The demise of Kim Il Sung in 1994 after five decades of one-man rule in North Korea led many academic and policy wonks to conjecture that Korean reunification might ensue within a few years of the leadership transition from strongman father to untested and putatively weak son, Kim Jong Il. The plausible unification scenarios described at the time included regime “collapse,” regional “fragmentation,” or simply “absorption” of the precarious North Korean economy by the economic powerhouse that the South Korean “tiger” had by that time become. That none of these scenarios ensued in the following decade was a surprise.
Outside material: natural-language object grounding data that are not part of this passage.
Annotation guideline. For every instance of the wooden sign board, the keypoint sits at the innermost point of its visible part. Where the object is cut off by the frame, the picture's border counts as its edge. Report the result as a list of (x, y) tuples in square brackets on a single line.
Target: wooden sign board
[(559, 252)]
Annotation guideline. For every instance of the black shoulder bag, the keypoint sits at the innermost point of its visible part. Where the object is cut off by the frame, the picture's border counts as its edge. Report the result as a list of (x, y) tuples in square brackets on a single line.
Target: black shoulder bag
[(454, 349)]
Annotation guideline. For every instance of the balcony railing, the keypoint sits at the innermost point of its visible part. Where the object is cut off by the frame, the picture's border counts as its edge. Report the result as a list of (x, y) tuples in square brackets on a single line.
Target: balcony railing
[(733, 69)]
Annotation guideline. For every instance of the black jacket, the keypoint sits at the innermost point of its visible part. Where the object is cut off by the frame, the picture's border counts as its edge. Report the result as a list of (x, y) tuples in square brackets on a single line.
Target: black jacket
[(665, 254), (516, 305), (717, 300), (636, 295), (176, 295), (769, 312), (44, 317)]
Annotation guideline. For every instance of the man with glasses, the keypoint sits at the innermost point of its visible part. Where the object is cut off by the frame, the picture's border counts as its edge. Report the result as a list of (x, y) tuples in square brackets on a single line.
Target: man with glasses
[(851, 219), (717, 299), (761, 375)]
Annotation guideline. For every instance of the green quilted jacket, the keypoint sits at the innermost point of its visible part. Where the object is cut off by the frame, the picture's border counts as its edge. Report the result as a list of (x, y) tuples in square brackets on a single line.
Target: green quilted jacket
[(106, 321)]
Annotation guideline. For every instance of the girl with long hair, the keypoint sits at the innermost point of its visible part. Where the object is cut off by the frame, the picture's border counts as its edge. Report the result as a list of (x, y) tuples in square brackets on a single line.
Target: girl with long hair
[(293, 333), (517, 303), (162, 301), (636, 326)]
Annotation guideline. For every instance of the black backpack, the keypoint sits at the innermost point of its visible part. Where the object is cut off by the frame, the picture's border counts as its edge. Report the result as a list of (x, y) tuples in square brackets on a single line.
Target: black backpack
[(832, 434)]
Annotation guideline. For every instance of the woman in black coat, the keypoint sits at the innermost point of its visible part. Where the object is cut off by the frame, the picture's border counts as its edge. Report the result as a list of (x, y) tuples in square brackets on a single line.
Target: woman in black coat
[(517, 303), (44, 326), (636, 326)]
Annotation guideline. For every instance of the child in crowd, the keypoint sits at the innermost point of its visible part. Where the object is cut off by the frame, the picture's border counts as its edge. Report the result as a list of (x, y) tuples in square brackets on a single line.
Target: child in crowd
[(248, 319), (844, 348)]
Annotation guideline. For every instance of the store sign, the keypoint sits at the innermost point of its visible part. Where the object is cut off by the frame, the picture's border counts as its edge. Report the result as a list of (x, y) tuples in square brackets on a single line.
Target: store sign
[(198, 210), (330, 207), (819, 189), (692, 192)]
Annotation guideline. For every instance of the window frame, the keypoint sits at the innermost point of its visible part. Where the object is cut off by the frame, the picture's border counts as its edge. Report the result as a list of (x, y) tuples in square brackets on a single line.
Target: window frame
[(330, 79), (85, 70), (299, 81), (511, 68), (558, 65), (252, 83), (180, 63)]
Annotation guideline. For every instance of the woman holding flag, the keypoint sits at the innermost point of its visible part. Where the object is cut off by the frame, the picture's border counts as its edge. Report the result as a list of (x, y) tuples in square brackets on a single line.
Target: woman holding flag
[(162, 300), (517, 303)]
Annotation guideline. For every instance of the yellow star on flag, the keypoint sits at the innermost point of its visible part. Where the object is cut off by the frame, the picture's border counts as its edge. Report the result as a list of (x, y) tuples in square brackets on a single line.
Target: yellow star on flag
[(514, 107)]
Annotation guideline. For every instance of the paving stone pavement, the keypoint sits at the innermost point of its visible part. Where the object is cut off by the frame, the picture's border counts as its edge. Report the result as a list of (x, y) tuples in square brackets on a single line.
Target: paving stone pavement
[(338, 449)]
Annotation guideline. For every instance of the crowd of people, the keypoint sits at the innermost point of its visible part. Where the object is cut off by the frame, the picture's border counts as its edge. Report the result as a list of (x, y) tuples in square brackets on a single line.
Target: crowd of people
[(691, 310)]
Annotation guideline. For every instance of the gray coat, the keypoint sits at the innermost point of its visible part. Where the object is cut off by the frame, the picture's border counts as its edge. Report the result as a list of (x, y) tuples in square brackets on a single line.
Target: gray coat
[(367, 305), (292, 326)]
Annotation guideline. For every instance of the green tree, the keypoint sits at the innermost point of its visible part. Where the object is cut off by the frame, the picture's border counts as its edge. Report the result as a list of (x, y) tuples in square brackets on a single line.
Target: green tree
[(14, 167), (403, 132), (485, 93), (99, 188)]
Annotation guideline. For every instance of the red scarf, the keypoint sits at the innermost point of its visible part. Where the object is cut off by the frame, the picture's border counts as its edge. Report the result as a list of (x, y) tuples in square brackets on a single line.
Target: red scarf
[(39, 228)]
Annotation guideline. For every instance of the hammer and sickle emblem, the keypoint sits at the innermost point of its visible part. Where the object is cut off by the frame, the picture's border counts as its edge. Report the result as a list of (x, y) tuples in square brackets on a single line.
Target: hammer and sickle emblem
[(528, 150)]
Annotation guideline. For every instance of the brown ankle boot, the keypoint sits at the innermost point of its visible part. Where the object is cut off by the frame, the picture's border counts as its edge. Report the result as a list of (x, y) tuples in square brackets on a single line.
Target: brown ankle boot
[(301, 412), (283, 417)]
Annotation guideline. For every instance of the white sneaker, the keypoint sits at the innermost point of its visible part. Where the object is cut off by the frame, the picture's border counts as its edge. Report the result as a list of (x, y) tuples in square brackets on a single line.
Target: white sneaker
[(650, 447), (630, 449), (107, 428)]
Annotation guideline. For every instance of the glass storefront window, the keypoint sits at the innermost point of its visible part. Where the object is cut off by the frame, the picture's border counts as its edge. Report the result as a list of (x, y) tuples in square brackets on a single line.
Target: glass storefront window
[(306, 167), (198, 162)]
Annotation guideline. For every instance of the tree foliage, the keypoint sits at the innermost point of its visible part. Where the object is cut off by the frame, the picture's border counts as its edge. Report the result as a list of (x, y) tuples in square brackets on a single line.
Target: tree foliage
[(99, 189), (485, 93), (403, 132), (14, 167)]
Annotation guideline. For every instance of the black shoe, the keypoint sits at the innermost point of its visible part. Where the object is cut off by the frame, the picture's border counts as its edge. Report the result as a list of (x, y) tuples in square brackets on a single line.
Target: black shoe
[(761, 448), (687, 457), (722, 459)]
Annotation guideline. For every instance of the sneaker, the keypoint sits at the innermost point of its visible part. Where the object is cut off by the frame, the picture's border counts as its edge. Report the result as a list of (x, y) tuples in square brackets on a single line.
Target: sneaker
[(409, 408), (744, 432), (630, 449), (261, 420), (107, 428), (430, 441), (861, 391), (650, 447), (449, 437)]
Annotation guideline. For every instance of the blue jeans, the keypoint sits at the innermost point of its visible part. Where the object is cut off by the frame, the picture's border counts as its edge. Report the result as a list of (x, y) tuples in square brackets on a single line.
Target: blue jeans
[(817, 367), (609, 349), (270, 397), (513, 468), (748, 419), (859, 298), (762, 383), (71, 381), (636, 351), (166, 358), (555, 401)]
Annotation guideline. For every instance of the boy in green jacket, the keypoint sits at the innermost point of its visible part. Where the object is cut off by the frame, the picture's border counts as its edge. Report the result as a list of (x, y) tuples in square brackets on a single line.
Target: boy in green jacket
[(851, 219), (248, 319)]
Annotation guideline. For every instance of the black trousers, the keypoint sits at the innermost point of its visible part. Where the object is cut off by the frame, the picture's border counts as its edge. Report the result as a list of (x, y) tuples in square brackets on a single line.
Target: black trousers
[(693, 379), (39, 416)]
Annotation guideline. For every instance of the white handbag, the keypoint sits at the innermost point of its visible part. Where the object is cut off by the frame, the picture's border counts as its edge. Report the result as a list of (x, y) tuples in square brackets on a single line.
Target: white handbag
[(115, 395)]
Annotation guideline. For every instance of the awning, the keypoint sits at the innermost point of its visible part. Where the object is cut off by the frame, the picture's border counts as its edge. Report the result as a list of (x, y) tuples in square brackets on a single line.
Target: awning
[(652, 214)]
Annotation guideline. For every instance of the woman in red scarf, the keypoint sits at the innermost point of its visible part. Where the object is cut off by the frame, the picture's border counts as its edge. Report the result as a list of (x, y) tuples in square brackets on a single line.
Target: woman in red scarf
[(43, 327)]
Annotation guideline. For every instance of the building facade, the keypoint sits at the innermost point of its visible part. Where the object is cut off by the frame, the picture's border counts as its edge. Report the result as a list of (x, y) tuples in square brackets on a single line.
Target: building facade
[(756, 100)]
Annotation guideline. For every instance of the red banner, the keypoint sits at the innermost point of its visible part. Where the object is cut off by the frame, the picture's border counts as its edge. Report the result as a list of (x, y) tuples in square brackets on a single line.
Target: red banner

Contemporaneous with these conjectures about Korean unification, the unification of another long-divided country, Germany, was under way. By 1995, five years into the reunification of East and West Germany, the economic burden imposed on the West German economy had already exceeded $750 billion, more than 7 percent of its cumulative GDP during that period. Moreover, these costs have continued to accumulate and by now have reached a figure twice that amount.

In any event, the German experience occasioned consternation in South Korea, which feared that unification with the North would entail a still larger and more debilitating relative cost burden than that borne by West Germany. The not-entirely-irrational basis for this fear was and remains that the population of North Korea is a larger fraction of South Korea’s population, whereas North Korea’s per capita income is a much smaller fraction of that of South Korea, compared to the corresponding German figures. North Korea’s population is about half that of the South (22 million versus 47 million in the South), and its per capita income about 8 percent that of the South (perhaps $760 versus $10,000 in the South). By comparison, East Germany’s population at the time of its unification with the Federal Republic was about one-quarter, and its per capita income about one-third, that of West Germany.

The flaw in reasoning from the German experience to the possible unification experience in Korea is that unification costs need not be driven, as they were in the German case, by a goal of equalizing per capita income between the unifying parts. There are many instances of unified countries that function with tolerable effectiveness despite large regional disparities in per capita income, not to mention sometimes deep political, social, and cultural rifts as well. Examples include Indonesia’s Christian Ambon and Muslim Java, Italy’s prosperous Piedmont region and its relatively impoverished Mezzogiorno, the eastern and western parts of Ukraine, let alone, say, California and Mississippi in the United States.

Consequently, in considering the costs of possible Korean unification it is both more appropriate and more realistic to stipulate a rapid doubling of per capita income in the North as the target for unification, rather than what would be a less relevant goal of equalizing per capita income between North and South. Adopting a goal of doubling North Korean income, a recent RAND Corporation study places the capital costs of reunification of the Korean peninsula at between $50 billion and $670 billion. Although these estimates are large and although they span a wide range, they are considerably lower—between one-third and one-fifth—than most prior estimates.

How and exactly when unification may occur—whether by system evolution or collapse, by internal dissidence, by fragmentation, or by conflict—is no less conjectural now than it was a decade earlier. At that time, such conjectures were rife, and we were surprised that none of the envisaged possibilities ensued. Now, when such conjectures are absent, and attention instead is preempted by North Korea’s threatened or actual acquisition of nuclear weapons, we may be surprised again—but this time in a reverse direction.